Como ejército nunca fueron muy numerosos; en su época de mayor crecimiento no pasaban de los 400. Fueron célebres sus grandes castillos en toda Europa, que eran a la vez monasterios y cuarteles de caballería, y poco a poco la orden fue creciendo en bienes, que se llegaron a calcular en más de 900 propiedades.

Pero las guerras fueron matando templarios – más de veinte mil – y se hizo necesario mayor reclutamiento, pero no tan estricto como los primeros tiempos. Esto posibilitó que la calidad humana de los caballeros fuera disminuyendo, pues aprovechaban la oportunidad de convocatoria gente excomulgada que quería redimirse o algunos que deseaban expiar culpas por sus pecados. A todos los que ingresaban se les requería una obediencia ciega y además, para probar su sinceridad, eran sometidos a una prueba secreta que jamás se develó, lo que fue aprovechado por los opositores de los templarios para acusarlos de las más viles conductas.

No tardaron en surgir inconvenientes que precipitarían la disolución de la Orden. En primer lugar, aparece la Orden de los Hospitalarios, algo parecido a ellos pero que nace con mucha intención de rivalidad. Por otra parte, el rey de Francia, Felipe el Hermoso, decide asumir la defensa del cristianismo pero no le gustaba mucho la idea de que alguien hiciera sombra a sus ansias de poderes absolutos, por lo que busca excusas para bajar del escenario a los templarios. Para ello, y en medio de una fuerte campaña, convence al Papa Clemente V que en realidad los caballeros eran unos herejes; que bajo el pretexto de la prueba secreta de fidelidad, adoraban en ella a los ídolos, blasfemaban y escupían el crucifijo pisoteándolo. Los templarios, lógicamente, por el secreto que debían guardar, no pudieron defenderse de las acusaciones, que eran totalmente falsas. Algunos quisieron salvar su vida y se confesaron culpables, lo que sirvió en bandeja a Felipe El Hermoso los pretextos para condenarlos por herejes reincidentes. El Papa Clemente V, que era el que tenía bajo su órbita a las órdenes de caballería, impidió a los inquisidores el juzgamiento de los caballeros, pero luego, inicialmente incrédulo respecto a las acusaciones, se encontró con templarios que reconocían sus blasfemias y no le quedó otra alternativa que condenarlos.

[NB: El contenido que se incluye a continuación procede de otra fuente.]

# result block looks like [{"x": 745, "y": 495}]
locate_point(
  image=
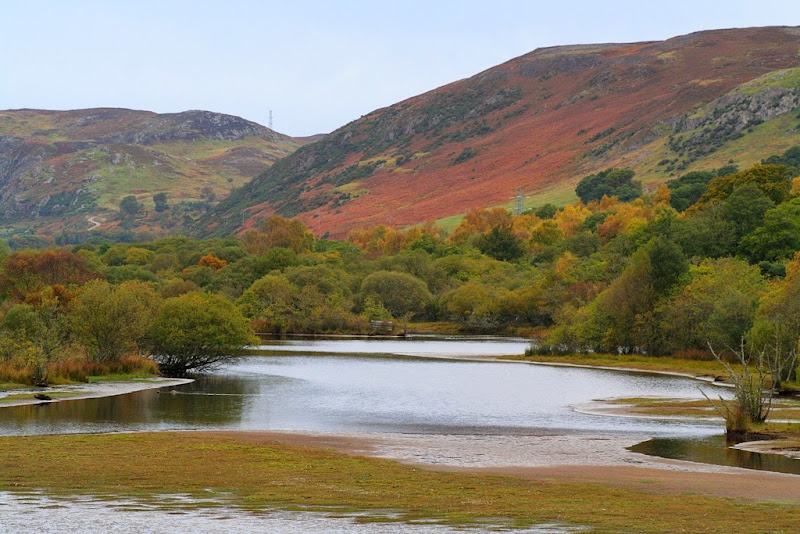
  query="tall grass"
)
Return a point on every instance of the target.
[{"x": 76, "y": 369}]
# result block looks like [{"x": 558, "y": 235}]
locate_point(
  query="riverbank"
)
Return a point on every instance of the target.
[
  {"x": 93, "y": 390},
  {"x": 267, "y": 470}
]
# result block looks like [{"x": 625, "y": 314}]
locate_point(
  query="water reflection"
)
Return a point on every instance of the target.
[
  {"x": 359, "y": 393},
  {"x": 716, "y": 450},
  {"x": 213, "y": 400}
]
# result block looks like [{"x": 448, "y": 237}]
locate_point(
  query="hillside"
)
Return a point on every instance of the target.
[
  {"x": 59, "y": 169},
  {"x": 541, "y": 122}
]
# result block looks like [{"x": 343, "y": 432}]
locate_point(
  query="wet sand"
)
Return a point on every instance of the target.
[{"x": 575, "y": 458}]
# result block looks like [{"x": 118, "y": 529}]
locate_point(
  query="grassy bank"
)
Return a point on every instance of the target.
[
  {"x": 638, "y": 362},
  {"x": 262, "y": 474},
  {"x": 75, "y": 370}
]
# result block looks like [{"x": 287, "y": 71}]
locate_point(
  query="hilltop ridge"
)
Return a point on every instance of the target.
[{"x": 540, "y": 122}]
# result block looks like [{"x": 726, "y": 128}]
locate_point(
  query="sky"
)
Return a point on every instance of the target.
[{"x": 317, "y": 65}]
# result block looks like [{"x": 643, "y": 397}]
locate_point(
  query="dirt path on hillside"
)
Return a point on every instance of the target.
[{"x": 95, "y": 224}]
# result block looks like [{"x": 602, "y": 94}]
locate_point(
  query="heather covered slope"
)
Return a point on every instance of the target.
[
  {"x": 540, "y": 122},
  {"x": 58, "y": 168}
]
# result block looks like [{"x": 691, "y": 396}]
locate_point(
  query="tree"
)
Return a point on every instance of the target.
[
  {"x": 130, "y": 207},
  {"x": 209, "y": 260},
  {"x": 778, "y": 237},
  {"x": 610, "y": 182},
  {"x": 717, "y": 306},
  {"x": 623, "y": 317},
  {"x": 38, "y": 333},
  {"x": 501, "y": 244},
  {"x": 400, "y": 293},
  {"x": 27, "y": 273},
  {"x": 278, "y": 231},
  {"x": 688, "y": 189},
  {"x": 774, "y": 180},
  {"x": 777, "y": 320},
  {"x": 745, "y": 208},
  {"x": 112, "y": 320},
  {"x": 198, "y": 331}
]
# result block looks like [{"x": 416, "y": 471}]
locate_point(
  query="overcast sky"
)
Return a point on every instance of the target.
[{"x": 317, "y": 65}]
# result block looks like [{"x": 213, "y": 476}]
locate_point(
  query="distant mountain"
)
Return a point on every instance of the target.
[
  {"x": 58, "y": 169},
  {"x": 541, "y": 122}
]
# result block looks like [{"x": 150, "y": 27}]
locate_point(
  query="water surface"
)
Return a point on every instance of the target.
[{"x": 352, "y": 392}]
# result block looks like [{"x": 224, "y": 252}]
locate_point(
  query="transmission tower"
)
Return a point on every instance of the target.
[{"x": 518, "y": 207}]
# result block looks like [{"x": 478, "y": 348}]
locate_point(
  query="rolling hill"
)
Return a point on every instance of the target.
[
  {"x": 69, "y": 170},
  {"x": 540, "y": 123}
]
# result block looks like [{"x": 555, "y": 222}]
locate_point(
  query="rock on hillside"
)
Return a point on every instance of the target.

Algunos fueron condenados a la hoguera y quemados vivos en plazas públicas.

Jacques de Molay, uno de los maestres de la orden, reconoció tiempo después haber mentido para salvar su vida. Felipe el Hermoso logró que 72 templarios, previamente entrenados y elegidos de antemano, admitieran delante del Papa su culpabilidad. En la mayor parte de los territorios, los templarios fueron hallados inocentes, pero no así en Francia, donde murieron ajusticiados muchos de ellos sin comprobarse su verdadera culpabilidad.

Pero había que decidir que hacer con la Orden de aquí en más. El Concilio General de Viena se pronunció por mantener la orden. El Papa, presionado, decidió adoptar una postura media: decretó la disolución de la orden pero no la condenó. Una vez disuelta, se les permitió a sus miembros unirse a otras órdenes o volver a su vida secular. Sus bienes, entretanto, fueron entregados a sus rivales, la Orden de los Hospitalarios, la Orden de Cristo y la Orden de Montesa, entre otras.

Pero hubo tiempo para la leyenda. Cuando el gran maestre de la Orden fue quemado públicamente, tanto el rey como el Papa murieron al poco tiempo, lo que instaló la sensación de que habían sido inmediatamente llamados para comparecer ante el tribunal de Dios por sus dudosas condenas y acciones.